When is public intoxication a crime?

On Behalf of | Nov 22, 2023 | Criminal Defense |

A person who’s drunk in public can be an embarrassing sight. Maybe they’re a sleepy drunk who’s snoring on the side of the road. Or maybe they’re stumbling all over the place as they walk towards their car.

Public intoxication by itself isn’t a crime. But you commit a criminal offense under North Carolina law when you become a nuisance to others because of your lowered inhibitions and stupor.

Drunk and disruptive persons break the law

Per North Carolina rules, it’s unlawful for any person in a public place – such as a restaurant, parking lot, side of the road, etc. – to be intoxicated and disorderly.
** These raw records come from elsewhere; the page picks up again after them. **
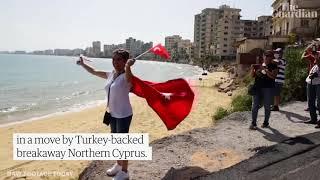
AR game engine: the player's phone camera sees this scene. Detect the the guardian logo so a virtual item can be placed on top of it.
[273,2,318,18]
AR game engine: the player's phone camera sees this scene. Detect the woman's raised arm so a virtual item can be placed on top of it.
[77,57,108,79]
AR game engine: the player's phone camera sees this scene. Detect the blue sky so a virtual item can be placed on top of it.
[0,0,272,51]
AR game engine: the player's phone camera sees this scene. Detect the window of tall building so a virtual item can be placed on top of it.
[301,19,309,27]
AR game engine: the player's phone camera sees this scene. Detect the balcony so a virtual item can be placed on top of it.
[292,27,315,37]
[296,0,320,9]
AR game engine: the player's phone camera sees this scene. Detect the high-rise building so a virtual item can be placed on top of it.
[194,5,243,59]
[258,16,273,37]
[165,35,192,60]
[272,0,318,44]
[164,35,182,51]
[240,20,260,38]
[92,41,101,57]
[125,37,153,57]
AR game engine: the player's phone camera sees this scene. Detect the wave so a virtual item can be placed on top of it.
[0,103,37,114]
[0,106,18,113]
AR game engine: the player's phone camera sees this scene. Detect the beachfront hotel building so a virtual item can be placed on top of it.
[241,16,273,38]
[240,20,260,38]
[92,41,101,57]
[258,16,273,38]
[125,37,153,59]
[271,0,319,45]
[165,35,192,60]
[194,5,243,60]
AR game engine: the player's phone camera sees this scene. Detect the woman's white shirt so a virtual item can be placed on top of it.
[105,71,132,118]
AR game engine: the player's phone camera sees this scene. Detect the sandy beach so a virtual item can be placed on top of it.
[0,72,231,179]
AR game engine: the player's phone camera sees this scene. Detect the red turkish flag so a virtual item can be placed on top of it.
[131,77,194,130]
[149,44,170,59]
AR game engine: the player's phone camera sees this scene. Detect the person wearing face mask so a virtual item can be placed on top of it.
[249,51,278,130]
[271,48,287,111]
[305,51,320,128]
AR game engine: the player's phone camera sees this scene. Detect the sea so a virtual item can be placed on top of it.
[0,54,202,125]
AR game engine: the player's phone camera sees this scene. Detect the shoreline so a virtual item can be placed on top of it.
[0,72,231,179]
[0,66,204,128]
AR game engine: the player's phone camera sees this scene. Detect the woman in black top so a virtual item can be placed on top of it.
[250,51,278,130]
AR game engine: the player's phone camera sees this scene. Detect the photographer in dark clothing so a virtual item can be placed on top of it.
[305,51,320,128]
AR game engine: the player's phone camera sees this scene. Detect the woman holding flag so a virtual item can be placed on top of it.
[77,44,194,180]
[77,49,135,180]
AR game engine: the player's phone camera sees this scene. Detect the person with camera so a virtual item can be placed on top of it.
[305,51,320,129]
[77,49,135,180]
[301,44,317,111]
[249,51,278,130]
[271,48,287,111]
Specifically, the law prohibits the following unruly behavior from drunk persons:

  • Begging for money
  • Blocking access to a sidewalk or building entrance
  • Blocking or interfering with vehicular traffic on a highway or public area
  • Cursing, shouting at other people
  • Grabbing, pushing or fighting/challenging others to a fight

A violation of the state’s public intoxication law is a Class 3 misdemeanor. On conviction, the person faces up to 20 days in jail and a $200 fine.

Alcoholism as a factor in a public intoxication case

A person facing a charge of public intoxication and disruption may claim in their defense that they’re suffering from alcoholism. Alcoholism is a person’s inability to manage their drinking habits to the point that it affects their health, as well as their social and economic functions.
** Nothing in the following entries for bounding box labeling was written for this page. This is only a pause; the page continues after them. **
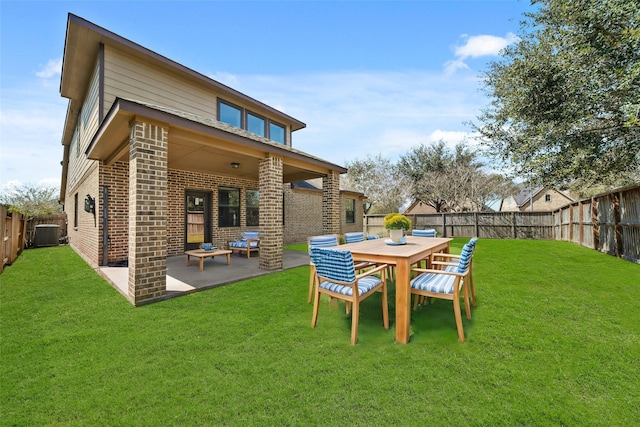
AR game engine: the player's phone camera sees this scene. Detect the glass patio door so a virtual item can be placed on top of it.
[184,191,211,250]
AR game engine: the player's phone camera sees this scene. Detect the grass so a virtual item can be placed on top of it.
[0,240,640,426]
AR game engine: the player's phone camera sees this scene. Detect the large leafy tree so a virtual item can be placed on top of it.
[343,154,409,214]
[475,0,640,186]
[0,184,62,218]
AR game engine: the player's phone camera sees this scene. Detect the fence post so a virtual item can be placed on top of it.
[591,197,600,251]
[473,212,480,237]
[442,212,447,237]
[611,193,624,258]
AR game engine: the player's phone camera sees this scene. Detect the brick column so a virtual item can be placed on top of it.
[258,157,283,271]
[129,121,169,306]
[322,171,340,234]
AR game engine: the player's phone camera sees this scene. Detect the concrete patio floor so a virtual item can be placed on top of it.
[99,250,309,298]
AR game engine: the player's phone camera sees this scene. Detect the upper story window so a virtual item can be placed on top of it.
[218,101,242,128]
[247,111,267,136]
[344,199,356,224]
[269,122,285,144]
[218,99,286,144]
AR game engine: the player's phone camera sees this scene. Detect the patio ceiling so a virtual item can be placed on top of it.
[86,99,346,183]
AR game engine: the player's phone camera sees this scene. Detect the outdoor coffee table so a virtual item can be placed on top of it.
[184,249,231,271]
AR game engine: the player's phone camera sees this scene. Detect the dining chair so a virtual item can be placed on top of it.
[431,237,478,307]
[311,247,389,345]
[307,234,338,303]
[411,243,473,342]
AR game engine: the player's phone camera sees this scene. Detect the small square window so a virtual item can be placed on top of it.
[247,112,266,136]
[269,122,285,144]
[218,101,242,128]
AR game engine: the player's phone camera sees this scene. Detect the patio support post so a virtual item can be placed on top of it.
[128,119,169,306]
[322,171,340,234]
[258,156,283,271]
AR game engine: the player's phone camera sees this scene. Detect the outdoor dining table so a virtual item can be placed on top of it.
[336,236,452,344]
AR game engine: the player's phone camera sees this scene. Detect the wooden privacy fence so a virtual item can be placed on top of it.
[364,185,640,263]
[554,185,640,263]
[0,206,26,273]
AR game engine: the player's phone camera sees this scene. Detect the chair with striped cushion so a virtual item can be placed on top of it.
[411,229,437,237]
[411,243,473,342]
[431,237,478,307]
[307,234,338,303]
[228,231,260,258]
[310,247,389,345]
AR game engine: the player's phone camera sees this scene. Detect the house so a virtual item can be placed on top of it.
[499,184,575,212]
[284,178,365,243]
[60,14,362,305]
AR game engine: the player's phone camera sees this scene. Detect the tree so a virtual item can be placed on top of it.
[398,141,513,212]
[0,183,62,218]
[474,0,640,186]
[343,154,409,214]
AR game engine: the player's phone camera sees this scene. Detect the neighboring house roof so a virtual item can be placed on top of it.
[500,183,576,211]
[404,200,437,214]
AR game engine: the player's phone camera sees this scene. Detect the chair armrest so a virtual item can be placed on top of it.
[411,268,466,277]
[431,252,460,259]
[356,264,387,280]
[431,261,458,267]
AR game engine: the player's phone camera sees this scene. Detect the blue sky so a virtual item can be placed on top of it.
[0,0,532,188]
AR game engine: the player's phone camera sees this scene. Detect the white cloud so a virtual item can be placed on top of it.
[36,58,62,79]
[218,71,485,164]
[444,33,520,74]
[0,71,486,185]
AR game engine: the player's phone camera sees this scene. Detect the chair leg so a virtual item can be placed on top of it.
[453,298,464,342]
[311,291,320,328]
[382,283,389,329]
[462,282,471,319]
[469,267,476,307]
[307,265,316,304]
[351,301,360,345]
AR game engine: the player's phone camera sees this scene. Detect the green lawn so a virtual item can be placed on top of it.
[0,239,640,426]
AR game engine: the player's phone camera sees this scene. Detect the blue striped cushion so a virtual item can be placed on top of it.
[320,276,382,296]
[344,233,364,243]
[242,231,260,240]
[229,240,258,248]
[311,247,356,282]
[411,230,436,237]
[411,273,456,294]
[458,243,473,273]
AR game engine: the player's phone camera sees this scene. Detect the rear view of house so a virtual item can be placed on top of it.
[60,14,362,305]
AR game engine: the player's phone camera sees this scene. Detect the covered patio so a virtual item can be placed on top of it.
[97,249,309,299]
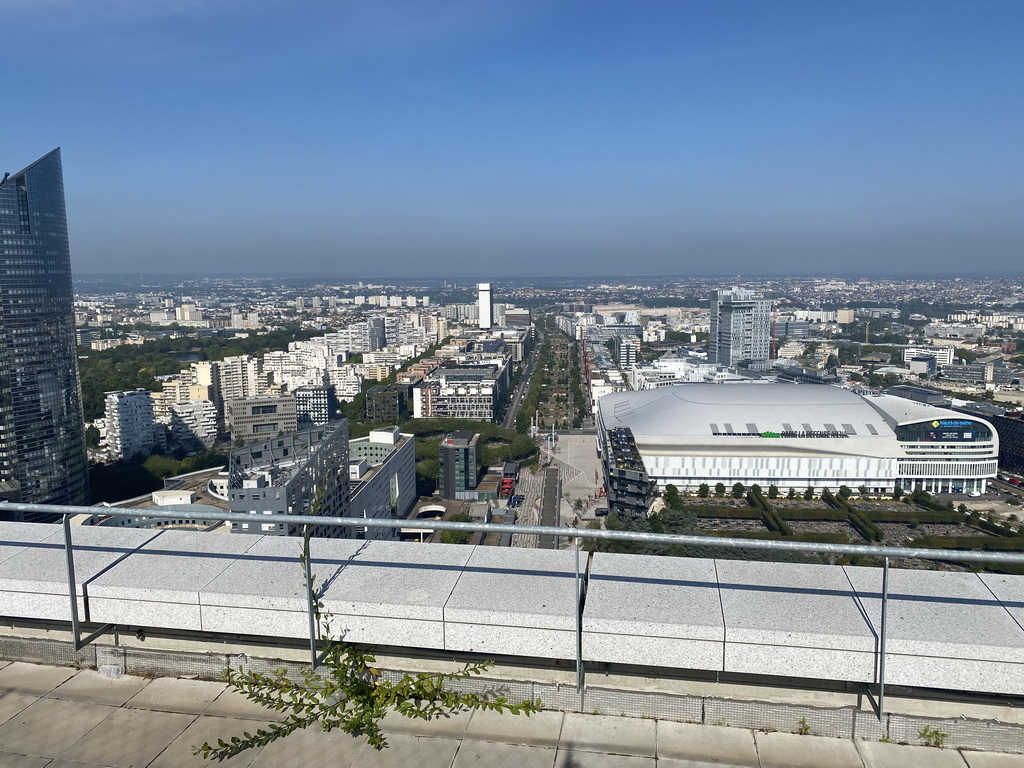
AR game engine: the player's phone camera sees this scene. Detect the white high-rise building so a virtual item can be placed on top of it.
[103,389,163,459]
[476,283,495,331]
[708,287,771,366]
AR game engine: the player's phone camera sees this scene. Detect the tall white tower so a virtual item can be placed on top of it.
[476,283,495,331]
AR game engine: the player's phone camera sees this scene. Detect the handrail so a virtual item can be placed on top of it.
[0,502,1024,564]
[0,503,1024,721]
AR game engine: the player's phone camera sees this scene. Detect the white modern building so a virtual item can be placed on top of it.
[103,389,163,459]
[170,400,217,450]
[476,283,495,331]
[708,287,771,366]
[348,427,417,540]
[597,383,998,494]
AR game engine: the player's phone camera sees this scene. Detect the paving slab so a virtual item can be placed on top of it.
[348,733,459,768]
[843,566,1024,694]
[203,688,287,720]
[466,710,563,746]
[89,530,261,631]
[0,691,39,729]
[0,662,78,696]
[452,739,556,768]
[148,716,270,768]
[0,698,117,758]
[46,670,151,707]
[0,752,50,768]
[978,573,1024,627]
[58,705,196,768]
[247,725,368,768]
[854,741,968,768]
[583,552,725,670]
[754,732,864,768]
[716,560,874,682]
[554,750,658,768]
[444,547,577,658]
[961,750,1024,768]
[558,712,657,758]
[657,720,758,768]
[126,677,227,715]
[380,711,473,739]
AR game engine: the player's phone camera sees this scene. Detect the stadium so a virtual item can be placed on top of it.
[597,382,998,508]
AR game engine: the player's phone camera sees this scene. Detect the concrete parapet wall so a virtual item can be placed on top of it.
[0,523,1024,696]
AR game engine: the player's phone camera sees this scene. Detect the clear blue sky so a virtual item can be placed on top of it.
[0,0,1024,279]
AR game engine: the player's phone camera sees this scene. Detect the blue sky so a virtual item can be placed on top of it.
[0,0,1024,279]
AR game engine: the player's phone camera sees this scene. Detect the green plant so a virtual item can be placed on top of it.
[193,495,541,761]
[918,725,949,749]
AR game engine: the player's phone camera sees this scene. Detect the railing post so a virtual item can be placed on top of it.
[302,523,317,670]
[572,539,583,693]
[879,557,889,723]
[61,513,82,650]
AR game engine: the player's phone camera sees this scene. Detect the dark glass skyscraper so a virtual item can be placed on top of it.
[0,148,89,520]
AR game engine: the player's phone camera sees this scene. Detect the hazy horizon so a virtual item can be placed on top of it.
[0,0,1024,280]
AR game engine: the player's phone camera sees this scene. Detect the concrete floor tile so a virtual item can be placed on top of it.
[466,710,563,746]
[754,732,863,768]
[251,725,368,768]
[961,750,1024,768]
[381,712,473,738]
[452,738,556,768]
[125,677,227,715]
[558,712,657,758]
[46,670,150,707]
[0,698,117,758]
[58,703,195,768]
[0,752,50,768]
[657,720,758,768]
[350,733,459,768]
[855,741,967,768]
[0,691,39,725]
[203,688,286,720]
[0,662,78,696]
[555,750,657,768]
[148,716,270,768]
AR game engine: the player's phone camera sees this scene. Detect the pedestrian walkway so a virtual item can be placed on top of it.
[0,662,1024,768]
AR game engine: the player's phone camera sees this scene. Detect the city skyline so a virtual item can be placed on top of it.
[0,0,1024,276]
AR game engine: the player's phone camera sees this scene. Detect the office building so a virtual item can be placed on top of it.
[708,287,771,366]
[597,383,999,494]
[437,429,480,499]
[227,419,354,539]
[348,427,417,540]
[0,150,89,521]
[227,394,296,442]
[292,387,338,429]
[476,283,495,331]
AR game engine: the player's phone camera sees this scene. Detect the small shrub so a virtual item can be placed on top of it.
[918,725,949,749]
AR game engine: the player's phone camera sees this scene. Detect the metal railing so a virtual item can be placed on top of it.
[0,503,1024,721]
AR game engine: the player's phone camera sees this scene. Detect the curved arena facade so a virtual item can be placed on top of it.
[598,383,998,506]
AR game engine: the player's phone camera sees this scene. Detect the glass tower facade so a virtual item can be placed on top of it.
[0,148,89,521]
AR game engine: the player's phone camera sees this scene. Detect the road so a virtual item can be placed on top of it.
[502,330,544,429]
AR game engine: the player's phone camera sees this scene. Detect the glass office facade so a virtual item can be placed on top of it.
[0,150,89,521]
By law, the presiding judge at the hearing of the accused person must consider the defense of alcoholism – even if the person doesn’t raise it. The judge may also request additional information on whether the accused is suffering from alcoholism and may direct an alcoholism court counselor to conduct a prehearing review of the person’s drinking history.

In summary, public intoxication is only a crime when the person becomes disruptive and a general nuisance to others around them. Having a history of alcoholism may be a defense to this charge and lead to rehabilitation efforts instead of criminal penalties. If you face this charge, consider consulting a legal professional to understand how to approach your defense in court.